Blood pressure, body temperature, heart rate, respiration rate and blood oxygen are the most common vital signs measured by medical professionals to monitor the body’s most basic functions.

These markers can help assess overall wellness and diagnose illness. Another marker of health that could be considered a sixth vital sign, for women specifically, is menstruation.

Abnormalities seen with menses or the menstrual cycle can reveal underlying imbalances associated not only with sex hormones but other important bodily processes. Recent medical literature has linked irregularities seen in women’s menstrual cycles with increased risk for certain major illnesses.

Although modernity has led to a great deal of progress regarding women’s rights and opportunities, discussing women’s menses and menstruation cycles continues to be associated with shame and continues to be a social taboo for both men and women.

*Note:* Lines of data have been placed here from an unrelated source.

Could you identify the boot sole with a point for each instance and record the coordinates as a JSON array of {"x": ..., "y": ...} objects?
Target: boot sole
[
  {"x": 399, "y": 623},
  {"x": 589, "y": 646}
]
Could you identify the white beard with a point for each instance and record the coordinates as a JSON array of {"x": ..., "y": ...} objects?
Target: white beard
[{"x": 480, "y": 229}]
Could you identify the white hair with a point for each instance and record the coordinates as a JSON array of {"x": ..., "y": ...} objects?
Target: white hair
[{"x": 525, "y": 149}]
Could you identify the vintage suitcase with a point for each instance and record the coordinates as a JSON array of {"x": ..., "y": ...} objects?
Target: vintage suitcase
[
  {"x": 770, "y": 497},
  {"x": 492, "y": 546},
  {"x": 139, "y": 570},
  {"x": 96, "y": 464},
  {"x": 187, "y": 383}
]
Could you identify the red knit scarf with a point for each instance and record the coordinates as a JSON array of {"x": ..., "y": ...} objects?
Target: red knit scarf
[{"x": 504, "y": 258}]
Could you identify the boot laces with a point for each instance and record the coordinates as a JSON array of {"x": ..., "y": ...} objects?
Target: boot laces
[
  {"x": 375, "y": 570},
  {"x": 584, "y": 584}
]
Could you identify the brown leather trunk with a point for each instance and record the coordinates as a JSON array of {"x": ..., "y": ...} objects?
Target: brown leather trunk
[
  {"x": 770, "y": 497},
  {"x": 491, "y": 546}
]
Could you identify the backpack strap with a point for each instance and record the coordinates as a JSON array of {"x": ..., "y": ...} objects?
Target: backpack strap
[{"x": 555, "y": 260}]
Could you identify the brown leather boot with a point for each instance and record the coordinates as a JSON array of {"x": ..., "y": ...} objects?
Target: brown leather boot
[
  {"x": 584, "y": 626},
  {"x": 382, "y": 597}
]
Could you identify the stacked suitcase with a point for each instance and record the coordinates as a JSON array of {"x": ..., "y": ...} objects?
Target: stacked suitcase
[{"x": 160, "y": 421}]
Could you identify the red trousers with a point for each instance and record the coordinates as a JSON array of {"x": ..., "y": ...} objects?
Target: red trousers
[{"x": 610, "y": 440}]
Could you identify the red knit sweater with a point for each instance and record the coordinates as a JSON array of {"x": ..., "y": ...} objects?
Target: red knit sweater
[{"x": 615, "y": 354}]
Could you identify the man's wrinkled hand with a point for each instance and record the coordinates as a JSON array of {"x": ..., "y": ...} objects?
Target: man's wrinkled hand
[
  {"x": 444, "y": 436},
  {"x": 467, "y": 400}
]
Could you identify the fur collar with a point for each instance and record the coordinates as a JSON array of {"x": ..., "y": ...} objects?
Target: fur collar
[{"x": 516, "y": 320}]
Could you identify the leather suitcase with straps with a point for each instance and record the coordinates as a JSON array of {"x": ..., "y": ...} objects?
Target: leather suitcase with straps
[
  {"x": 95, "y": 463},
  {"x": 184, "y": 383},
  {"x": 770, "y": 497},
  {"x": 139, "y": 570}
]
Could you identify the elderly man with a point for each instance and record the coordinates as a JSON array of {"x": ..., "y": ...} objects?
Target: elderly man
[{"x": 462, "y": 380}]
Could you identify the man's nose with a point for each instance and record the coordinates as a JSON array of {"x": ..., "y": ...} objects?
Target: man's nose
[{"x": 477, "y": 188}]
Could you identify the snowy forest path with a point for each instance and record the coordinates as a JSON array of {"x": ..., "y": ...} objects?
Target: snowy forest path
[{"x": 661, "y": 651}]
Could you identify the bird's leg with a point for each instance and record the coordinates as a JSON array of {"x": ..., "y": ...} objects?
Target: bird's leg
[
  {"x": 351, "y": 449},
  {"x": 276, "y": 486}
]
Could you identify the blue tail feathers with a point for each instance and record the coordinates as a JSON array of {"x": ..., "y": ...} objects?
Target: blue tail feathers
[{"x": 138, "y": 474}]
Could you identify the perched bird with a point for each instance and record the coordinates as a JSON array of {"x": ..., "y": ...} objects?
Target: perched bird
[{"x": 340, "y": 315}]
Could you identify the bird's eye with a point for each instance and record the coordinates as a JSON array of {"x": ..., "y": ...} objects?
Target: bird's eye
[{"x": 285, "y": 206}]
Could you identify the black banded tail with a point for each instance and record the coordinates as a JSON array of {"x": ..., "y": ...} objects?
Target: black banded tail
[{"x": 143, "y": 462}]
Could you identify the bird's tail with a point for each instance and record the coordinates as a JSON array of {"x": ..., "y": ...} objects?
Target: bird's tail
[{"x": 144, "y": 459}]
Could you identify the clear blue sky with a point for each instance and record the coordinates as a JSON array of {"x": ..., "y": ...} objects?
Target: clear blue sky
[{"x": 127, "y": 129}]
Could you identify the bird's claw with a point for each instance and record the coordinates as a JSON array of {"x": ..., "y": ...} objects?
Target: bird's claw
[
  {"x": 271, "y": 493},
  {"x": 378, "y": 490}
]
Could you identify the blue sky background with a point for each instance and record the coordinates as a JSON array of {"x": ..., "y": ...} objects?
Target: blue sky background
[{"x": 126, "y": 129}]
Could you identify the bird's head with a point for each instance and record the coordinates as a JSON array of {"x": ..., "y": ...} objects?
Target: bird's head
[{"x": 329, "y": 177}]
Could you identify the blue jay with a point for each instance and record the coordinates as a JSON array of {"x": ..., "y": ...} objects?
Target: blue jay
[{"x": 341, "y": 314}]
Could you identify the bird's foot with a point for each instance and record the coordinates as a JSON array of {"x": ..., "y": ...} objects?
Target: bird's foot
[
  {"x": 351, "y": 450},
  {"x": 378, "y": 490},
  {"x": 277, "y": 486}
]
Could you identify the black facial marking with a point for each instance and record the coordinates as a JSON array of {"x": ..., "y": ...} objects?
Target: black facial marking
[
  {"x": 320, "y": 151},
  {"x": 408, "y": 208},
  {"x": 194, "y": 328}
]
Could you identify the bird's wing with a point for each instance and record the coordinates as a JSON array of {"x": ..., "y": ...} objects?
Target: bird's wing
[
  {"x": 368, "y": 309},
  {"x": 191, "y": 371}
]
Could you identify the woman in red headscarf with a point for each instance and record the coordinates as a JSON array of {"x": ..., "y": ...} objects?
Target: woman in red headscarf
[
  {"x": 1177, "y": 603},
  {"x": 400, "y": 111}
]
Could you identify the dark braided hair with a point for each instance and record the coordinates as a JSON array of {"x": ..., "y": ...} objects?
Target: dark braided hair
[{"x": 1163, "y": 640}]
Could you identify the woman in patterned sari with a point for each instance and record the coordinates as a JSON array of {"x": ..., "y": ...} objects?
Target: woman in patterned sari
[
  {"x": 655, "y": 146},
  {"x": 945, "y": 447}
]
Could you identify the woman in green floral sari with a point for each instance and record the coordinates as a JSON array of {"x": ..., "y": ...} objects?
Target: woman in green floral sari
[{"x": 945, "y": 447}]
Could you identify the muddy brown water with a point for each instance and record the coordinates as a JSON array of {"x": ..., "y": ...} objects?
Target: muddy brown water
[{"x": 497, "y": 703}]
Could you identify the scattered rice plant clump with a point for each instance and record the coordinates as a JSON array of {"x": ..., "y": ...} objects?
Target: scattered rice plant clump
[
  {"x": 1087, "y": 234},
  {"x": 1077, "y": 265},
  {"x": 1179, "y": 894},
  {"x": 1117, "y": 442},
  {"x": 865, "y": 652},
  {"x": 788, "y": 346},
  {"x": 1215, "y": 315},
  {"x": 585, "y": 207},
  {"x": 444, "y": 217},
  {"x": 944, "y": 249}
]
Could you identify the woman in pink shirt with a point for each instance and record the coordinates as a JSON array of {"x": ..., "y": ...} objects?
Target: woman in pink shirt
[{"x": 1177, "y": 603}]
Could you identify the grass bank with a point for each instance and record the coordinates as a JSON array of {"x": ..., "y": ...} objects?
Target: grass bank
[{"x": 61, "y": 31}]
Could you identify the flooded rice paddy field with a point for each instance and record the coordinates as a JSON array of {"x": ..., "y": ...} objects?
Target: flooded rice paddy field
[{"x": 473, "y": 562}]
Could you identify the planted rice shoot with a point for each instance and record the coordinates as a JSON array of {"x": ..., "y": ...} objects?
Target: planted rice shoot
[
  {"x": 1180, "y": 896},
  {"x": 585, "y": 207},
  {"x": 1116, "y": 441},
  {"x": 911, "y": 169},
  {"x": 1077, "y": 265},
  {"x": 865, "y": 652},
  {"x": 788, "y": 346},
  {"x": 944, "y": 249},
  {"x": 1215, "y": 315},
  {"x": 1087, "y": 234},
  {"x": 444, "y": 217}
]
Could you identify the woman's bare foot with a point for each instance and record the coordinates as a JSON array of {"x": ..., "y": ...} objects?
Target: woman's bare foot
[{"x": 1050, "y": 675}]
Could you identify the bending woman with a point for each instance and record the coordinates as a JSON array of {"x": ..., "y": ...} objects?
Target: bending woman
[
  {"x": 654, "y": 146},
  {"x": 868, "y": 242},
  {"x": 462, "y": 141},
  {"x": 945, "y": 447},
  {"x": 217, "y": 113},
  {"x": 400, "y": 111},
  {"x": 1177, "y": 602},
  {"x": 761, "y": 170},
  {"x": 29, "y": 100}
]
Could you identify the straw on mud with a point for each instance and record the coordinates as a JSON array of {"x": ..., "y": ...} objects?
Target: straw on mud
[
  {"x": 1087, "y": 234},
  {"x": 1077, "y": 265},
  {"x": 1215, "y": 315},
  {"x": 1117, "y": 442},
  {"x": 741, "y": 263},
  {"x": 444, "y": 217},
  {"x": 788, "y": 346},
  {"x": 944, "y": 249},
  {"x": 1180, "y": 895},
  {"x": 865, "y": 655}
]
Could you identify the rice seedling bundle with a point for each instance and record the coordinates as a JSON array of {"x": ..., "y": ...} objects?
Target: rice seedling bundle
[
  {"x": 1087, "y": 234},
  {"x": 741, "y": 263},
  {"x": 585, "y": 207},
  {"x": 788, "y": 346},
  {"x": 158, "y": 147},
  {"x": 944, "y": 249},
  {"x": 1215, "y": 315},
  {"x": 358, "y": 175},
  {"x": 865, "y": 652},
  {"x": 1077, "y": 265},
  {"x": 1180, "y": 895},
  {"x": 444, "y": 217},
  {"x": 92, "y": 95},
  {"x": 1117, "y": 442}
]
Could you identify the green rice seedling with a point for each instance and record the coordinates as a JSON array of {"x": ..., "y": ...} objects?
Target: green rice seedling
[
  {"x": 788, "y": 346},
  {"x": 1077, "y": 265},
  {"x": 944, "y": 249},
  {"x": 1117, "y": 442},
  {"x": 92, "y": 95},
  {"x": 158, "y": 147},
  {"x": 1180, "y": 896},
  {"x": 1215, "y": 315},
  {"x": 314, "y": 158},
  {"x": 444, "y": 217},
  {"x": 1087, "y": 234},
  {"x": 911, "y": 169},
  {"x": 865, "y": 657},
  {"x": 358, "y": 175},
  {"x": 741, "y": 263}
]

It is important for women to be in tune with their hormonal rhythms and educated about what is healthy versus unhealthy. Here are some measures to assess the health of your sixth vital sign:

  • Length of regular menstrual cycle: 21-35 days.
  • Standard duration of menses: 2-7 days.
  • Quantity of blood: 10-80 ml/2-3 tablespoons per cycle is considered normal. One regular sized tampon/pad holds 5 ml of blood while one supersized tampon/pad holds 10 ml. Use these figures to do the math to calculate your monthly flow.
  • Quality of blood: Blood clots can be normal if smaller than 2.5 cm (size of a dime), and bright red color is considered healthy.
  • Severity of menstrual pain and symptoms: Signs of severe cramps and or symptoms are likely to interfere with daily activities, require time off of work, are accompanied by heavy bleeding or clotting and don’t improve with over-the-counter pain medication.
  • Intermenstrual bleeding: Bleeding between 21-35 day cycles is not considered normal
  • Premenstrual symptoms: There are over 200 symptoms associated with PMS with some of the most common involving such physical symptoms as bloating, tender breasts and headaches and mood-related symptoms like irritability, sadness and anxiety. Severity of symptoms is based on the degree of interference of daily activities

Although each woman’s cycle will vary in expression, quantifiable measurements can be helpful to assess for any irregularities. For assistance in optimizing female hormone balance seek out an integrative health care provider.